Good Company: Five Artist Communities in New Mexico

Jozef G. Bakos, The Springtime Rainbow, 1923, oil on canvas, 29 1/2 x 35 1/2 in. Collection of the New Mexico Museum of Art. Gift of Jozef G. Bakos in honor of Teresa Bakos, 1974 (3098.23P) Photo by Blair Clark

New Mexico has consistently provided fertile ground for communities of artists to gather together and create shared forums for their individual visions. The Taos Society of Artists, Los Cinco Pintores, the Transcendental Painting Group, Rio Grande Painters Group and the artists of Stieglitz circle were among the many communities of artists that formed in New Mexico over the first half of the twentieth century. Despite their shared desire to build a creative community each of these five groups had a distinctive aesthetic, artistic philosophy and reasons for joining together.
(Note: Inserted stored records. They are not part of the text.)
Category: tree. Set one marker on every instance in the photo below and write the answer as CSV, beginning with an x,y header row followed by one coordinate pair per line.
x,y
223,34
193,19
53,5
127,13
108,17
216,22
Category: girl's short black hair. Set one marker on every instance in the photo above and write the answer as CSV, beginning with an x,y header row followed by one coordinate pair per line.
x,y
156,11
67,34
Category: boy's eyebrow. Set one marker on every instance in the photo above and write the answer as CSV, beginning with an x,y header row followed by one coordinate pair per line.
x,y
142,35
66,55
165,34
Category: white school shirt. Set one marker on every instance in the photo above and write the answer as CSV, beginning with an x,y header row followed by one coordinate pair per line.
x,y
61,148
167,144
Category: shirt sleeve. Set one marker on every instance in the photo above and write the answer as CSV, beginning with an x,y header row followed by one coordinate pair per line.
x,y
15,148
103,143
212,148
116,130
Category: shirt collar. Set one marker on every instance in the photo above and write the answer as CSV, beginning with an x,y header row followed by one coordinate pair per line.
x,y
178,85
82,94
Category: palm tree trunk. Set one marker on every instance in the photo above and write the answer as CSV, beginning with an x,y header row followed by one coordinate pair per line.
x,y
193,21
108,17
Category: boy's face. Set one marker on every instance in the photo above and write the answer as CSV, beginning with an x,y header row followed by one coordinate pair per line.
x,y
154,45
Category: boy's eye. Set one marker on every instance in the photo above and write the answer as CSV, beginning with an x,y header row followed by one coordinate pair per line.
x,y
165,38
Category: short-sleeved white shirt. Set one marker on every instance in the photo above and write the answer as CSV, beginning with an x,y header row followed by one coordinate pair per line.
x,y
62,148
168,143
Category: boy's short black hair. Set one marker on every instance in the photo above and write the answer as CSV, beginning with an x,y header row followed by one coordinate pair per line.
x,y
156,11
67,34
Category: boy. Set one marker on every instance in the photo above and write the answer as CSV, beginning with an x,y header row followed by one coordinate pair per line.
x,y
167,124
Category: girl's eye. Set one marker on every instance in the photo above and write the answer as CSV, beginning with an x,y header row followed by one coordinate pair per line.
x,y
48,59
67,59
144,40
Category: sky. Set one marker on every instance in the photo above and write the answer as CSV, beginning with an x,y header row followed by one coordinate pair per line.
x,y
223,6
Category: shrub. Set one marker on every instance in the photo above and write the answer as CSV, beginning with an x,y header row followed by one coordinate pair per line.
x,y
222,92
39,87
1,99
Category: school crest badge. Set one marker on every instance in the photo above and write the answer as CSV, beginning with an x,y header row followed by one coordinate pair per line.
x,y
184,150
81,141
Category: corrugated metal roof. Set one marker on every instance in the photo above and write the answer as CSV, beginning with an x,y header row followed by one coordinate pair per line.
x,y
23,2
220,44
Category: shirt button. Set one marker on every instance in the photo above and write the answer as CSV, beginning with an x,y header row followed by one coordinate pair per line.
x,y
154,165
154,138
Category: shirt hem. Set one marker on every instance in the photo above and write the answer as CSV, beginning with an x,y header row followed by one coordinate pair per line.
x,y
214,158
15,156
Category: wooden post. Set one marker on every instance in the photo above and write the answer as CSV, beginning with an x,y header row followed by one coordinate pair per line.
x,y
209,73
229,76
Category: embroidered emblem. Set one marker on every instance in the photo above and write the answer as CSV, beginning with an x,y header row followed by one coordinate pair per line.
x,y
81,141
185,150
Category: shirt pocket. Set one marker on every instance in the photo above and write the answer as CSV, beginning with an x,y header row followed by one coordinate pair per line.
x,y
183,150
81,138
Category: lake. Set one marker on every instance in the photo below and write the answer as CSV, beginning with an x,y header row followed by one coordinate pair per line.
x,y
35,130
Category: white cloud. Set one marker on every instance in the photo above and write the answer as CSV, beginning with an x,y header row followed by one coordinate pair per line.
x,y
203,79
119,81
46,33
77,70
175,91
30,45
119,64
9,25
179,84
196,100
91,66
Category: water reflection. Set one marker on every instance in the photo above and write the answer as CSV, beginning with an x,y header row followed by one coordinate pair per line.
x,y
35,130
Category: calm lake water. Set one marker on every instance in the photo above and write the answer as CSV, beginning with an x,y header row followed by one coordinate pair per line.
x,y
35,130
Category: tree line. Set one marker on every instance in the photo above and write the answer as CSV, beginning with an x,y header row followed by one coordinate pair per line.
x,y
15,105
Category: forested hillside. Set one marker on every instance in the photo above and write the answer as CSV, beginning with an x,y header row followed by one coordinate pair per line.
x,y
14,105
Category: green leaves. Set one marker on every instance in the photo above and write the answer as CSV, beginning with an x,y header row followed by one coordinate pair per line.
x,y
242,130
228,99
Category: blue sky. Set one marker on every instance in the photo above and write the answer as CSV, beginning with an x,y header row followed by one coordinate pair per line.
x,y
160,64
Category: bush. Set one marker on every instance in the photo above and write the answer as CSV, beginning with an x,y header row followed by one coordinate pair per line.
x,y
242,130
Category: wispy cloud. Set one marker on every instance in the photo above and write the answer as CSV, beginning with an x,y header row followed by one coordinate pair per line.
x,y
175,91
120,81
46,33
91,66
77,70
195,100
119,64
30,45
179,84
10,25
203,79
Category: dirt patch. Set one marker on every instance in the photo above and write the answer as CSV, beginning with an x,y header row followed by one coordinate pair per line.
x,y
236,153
It is important to keep in mind that common artistic interests of individual members, not a didactic “school” mindset, informed the aesthetics of these groups. Viewed together these artists offer a fair overview of the art scene that thrived here during the first half of the twentieth century. Their works express the variety and range of creative output in New Mexico during this pivotal time in American and Southwestern art history.

At the end of the nineteenth century some of the first academically-trained American artists began to visit Taos, later to form the Taos Society of Artists. After the Taos Society disbanded in 1927, Taos remained a thriving arts center with major American Modernists passing through to experience the Southwest for themselves. Many of these artists were already active in the New York art scene based around the gallery of visionary photographer Alfred Stieglitz. These same artists were drawn West to the salon of patron Mabel Dodge Lujan, who was also connected with Stieglitz and whose early embrace of Modernism provided early support for many of twentieth-century America’s most innovative figures. Taos was also the birthplace of the Transcendental Painting Group, but the group was not tied to Taos, with members active in Santa Fe, Albuquerque and Cathedral City, California among other places. In 1917 the New Mexico Museum of Art opened, signaling New Mexico as a destination that valued and supported the arts, and thus drew numerous artists from across the country to live and work here. Santa Fe then began to cultivate an artistic identity distinct from Taos, and the artists working here formed their own groups, including Los Cinco Pintores in the 1920s and the Rio Grande Painters Group a generation later. Most of these groups were formally active for only a short period of time. The artists in this exhibition were already creating significant works before joining their respective communities and these works of art reflect that wide scope of work. Once the formal community system was no longer useful, the creative vision of the artists involved did not die out.

Juxtaposing these five groups offers a close comparison of the characteristic ways each group engaged the unique culture and landscape that drew them to New Mexico.